I have found that the Vet Techs seem to know more about food then our Vet. The Vet keeps recommending the Purina Pro Plan, it is the only food recommendation she has given us, but the Vet Techs mentioned the Natural Balance, Taste of the Wild, Blue Buffalo, and the like. The advice from the Vet Techs has been closer to the advice I have gotten from this board.


----------



## Pawz4me (Feb 14, 2009)

susan67 said:


> I have a Brussels Griffon and she is having issues with scratching, chewing, and losing hair. Couple months ago this started and my first thought was food allergy so I put her on Natural Balance LID duck and potato. She seemed to improve and her hair grew back. Spring hit here in Florida and we started getting fleas so I started her on Frontline plus...3 months of that, no improvement and just a bad flea infestation. I then took her to the vet and put her on Comfortis. Fleas were gone in no time at all and the only time I see any at all is maybe one or two when she is due for the next pill. I am amazed at how well the Comfortis worked considering how bad the fleas were this year. However, she is still biting and scratching and losing hair. Should I try another food? Anything else I can try before going to see the vet again? Is there anything I can do at home for a skin infection?
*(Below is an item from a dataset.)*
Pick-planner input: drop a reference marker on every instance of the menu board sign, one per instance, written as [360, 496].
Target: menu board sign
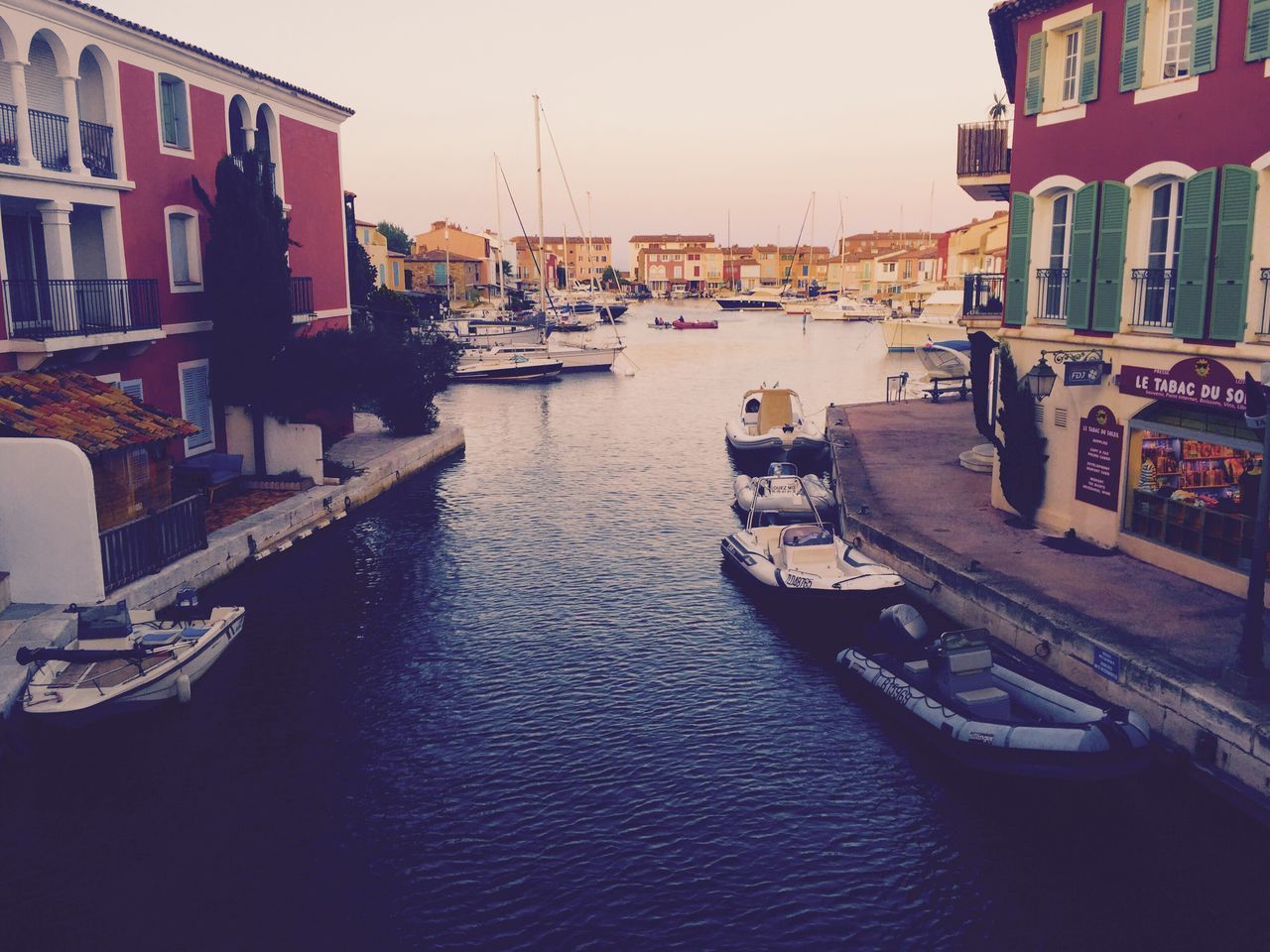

Only reason I ask is we just had to have my Bengal to the vet for illness, and cash is a little tight at the moment, but if the vet is the only and best option I will definitely do that.
> Thanks for any advice!


If it all started a couple of months ago, then I would be thinking inhalant (pollen) allergies, which are very common in dogs. The most common type of allergy in dogs is to flea bites. Just one bite from one flea can make an allergic dog miserable for weeks. Despite all the attention they get, true food allergies are statistically relatively rare compared to inhalant and flea allergies.
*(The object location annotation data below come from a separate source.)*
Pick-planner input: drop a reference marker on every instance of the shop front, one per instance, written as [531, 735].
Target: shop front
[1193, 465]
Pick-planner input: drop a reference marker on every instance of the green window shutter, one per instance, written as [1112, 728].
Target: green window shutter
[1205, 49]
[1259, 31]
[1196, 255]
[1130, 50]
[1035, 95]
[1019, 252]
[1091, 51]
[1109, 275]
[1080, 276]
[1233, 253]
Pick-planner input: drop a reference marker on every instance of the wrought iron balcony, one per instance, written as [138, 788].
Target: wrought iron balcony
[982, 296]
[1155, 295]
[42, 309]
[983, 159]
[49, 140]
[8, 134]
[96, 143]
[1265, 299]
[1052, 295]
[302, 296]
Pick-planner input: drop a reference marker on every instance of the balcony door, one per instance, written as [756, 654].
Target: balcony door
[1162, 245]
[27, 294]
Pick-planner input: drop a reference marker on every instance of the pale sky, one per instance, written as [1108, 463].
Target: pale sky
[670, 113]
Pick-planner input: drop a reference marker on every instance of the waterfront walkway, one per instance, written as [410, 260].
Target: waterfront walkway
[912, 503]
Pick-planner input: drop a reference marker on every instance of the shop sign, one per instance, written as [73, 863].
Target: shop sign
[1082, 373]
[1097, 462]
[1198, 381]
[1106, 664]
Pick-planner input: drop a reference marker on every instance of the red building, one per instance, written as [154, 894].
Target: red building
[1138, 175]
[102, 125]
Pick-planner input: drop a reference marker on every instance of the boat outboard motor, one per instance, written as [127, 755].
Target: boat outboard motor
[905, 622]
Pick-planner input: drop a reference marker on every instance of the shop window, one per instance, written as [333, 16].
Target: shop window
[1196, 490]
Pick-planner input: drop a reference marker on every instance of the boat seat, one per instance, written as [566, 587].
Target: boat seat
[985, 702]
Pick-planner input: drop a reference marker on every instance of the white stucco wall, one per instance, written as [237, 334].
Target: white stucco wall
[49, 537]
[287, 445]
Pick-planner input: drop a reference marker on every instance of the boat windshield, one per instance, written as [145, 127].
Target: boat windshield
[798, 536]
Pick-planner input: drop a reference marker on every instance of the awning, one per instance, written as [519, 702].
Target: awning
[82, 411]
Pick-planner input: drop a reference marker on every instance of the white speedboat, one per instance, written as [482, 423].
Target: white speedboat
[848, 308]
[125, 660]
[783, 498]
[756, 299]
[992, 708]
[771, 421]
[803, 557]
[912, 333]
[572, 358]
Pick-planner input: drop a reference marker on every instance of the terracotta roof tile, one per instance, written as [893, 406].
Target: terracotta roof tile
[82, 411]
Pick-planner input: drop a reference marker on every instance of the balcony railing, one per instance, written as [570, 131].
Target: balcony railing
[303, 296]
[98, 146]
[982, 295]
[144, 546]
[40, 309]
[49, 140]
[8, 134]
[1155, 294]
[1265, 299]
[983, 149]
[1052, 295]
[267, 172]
For inhalant allergies the first step is usually starting the dog on an antihistamine. There are several that can be used for dogs, and it's usually a trial-and-error process to find the one that works best for any given dog. Benadryl (generic diphenhydramine) is what most vets recommend to begin with. It's inexpensive and most people already have it on hand. The general dosage is 1 to 2 milligrams per pound of body weight given two or three times a day. If after a couple of weeks you can't tell any improvement, then you move on and try another antihistamine. Bathing frequently, as often as every two or three days, with a mild shampoo will wash off pollen that accumulates on the fur. If you can't do a full bath, just hosing off or wiping down with a damp towel frequently can help. You can also try supplementing with fish oil, as much as 1,000 mg. per 10 pounds of body weight. It can help with the inflammation associated with allergies, and studies suggest that antihistamines may be more effective when given with fish oil.

You may want to ask your vet about some kind of dual flea control, since they certainly appear to be a problem. I don't know if Capstar can be given along with a topical product (Frontline, Advantage, etc.). I'd ask your vet about it. You might also consider treating your yard with something.
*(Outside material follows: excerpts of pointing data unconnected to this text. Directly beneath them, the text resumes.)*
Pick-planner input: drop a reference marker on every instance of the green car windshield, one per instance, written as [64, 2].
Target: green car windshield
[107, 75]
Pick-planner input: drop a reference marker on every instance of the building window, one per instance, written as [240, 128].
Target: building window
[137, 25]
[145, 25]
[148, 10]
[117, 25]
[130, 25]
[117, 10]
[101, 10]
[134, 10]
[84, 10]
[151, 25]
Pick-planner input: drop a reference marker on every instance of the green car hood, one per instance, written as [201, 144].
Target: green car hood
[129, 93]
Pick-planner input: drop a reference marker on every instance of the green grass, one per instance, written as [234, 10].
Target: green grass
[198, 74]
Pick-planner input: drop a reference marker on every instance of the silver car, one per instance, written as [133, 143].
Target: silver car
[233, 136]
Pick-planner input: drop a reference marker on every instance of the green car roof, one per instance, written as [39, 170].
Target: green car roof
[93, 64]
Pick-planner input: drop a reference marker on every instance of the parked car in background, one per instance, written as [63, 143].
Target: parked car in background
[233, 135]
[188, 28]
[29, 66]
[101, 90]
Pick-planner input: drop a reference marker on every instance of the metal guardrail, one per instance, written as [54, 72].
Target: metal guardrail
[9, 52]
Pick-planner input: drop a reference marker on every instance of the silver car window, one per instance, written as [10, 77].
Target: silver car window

If her skin really is infected, she'll need to see the vet for antibiotics. Unfortunately, secondary bacterial infections occur frequently in allergy dogs. They itch and scratch from the allergies, the itching and scratching damages the skin, which allows the bacteria normally present on the skin to "take over". And then the skin infection causes even more itchiness. It can be a vicious cycle.


----------



## Amyshojai (May 3, 2010)

susan67 said:


> I have a Brussels Griffon and she is having issues with scratching, chewing, and losing hair. Couple months ago this started and my first thought was food allergy so I put her on Natural Balance LID duck and potato. She seemed to improve and her hair grew back. Spring hit here in Florida and we started getting fleas so I started her on Frontline plus...3 months of that, no improvement and just a bad flea infestation. I then took her to the vet and put her on Comfortis. Fleas were gone in no time at all and the only time I see any at all is maybe one or two when she is due for the next pill. I am amazed at how well the Comfortis worked considering how bad the fleas were this year. However, she is still biting and scratching and losing hair. Should I try another food? Anything else I can try before going to see the vet again? Is there anything I can do at home for a skin infection? Only reason I ask is we just had to have my Bengal to the vet for illness, and cash is a little tight at the moment, but if the vet is the only and best option I will definitely do that.
> Thanks for any advice!


Food allergies are tough to diagnose, and even tougher to solve. The ONLY way to truly get a diagnosis is with a food elimination trial supervised by the vet. There are way too many ingredients (some hidden) in commercial foods and treats that can set off the dog.

Where does the dog scratch/itch and lose hair? Location can help and be diagnostic. Back half (above the tail especially) often points to fleas. Feet and "armpits" generally point to atopy--but atopy in cats comes out in miliary dermatitis (tiny scabby bumps all over). Food often is all-over (except in cats, where it's the face).

From what you describe (putting my hand on the Internet crystal ball, LOL!) since this is seasonal I suspect this is atopy...an inhalant allergic reaction from pollens and other inhaled "stuff" rather than ingested food. What happens with allergic dogs is that often they have multiple sensitivities. Think of it like a glass filled with allergens and each new one added to the glass raises the level until it overflows--and the dog itches. But if you can reduce some of the allergens--fleas, for instance--that can drop the reaction below the itch-threshold.

If it IS atopy, simply rinsing the dog off can help because fur acts like a dust mop and traps dust, pollen, etc so the poor dog WEARS what he's allergic to. Rinse his feet when he comes inside--the allergens can be absorbed through the toe/webbing and cause reactions.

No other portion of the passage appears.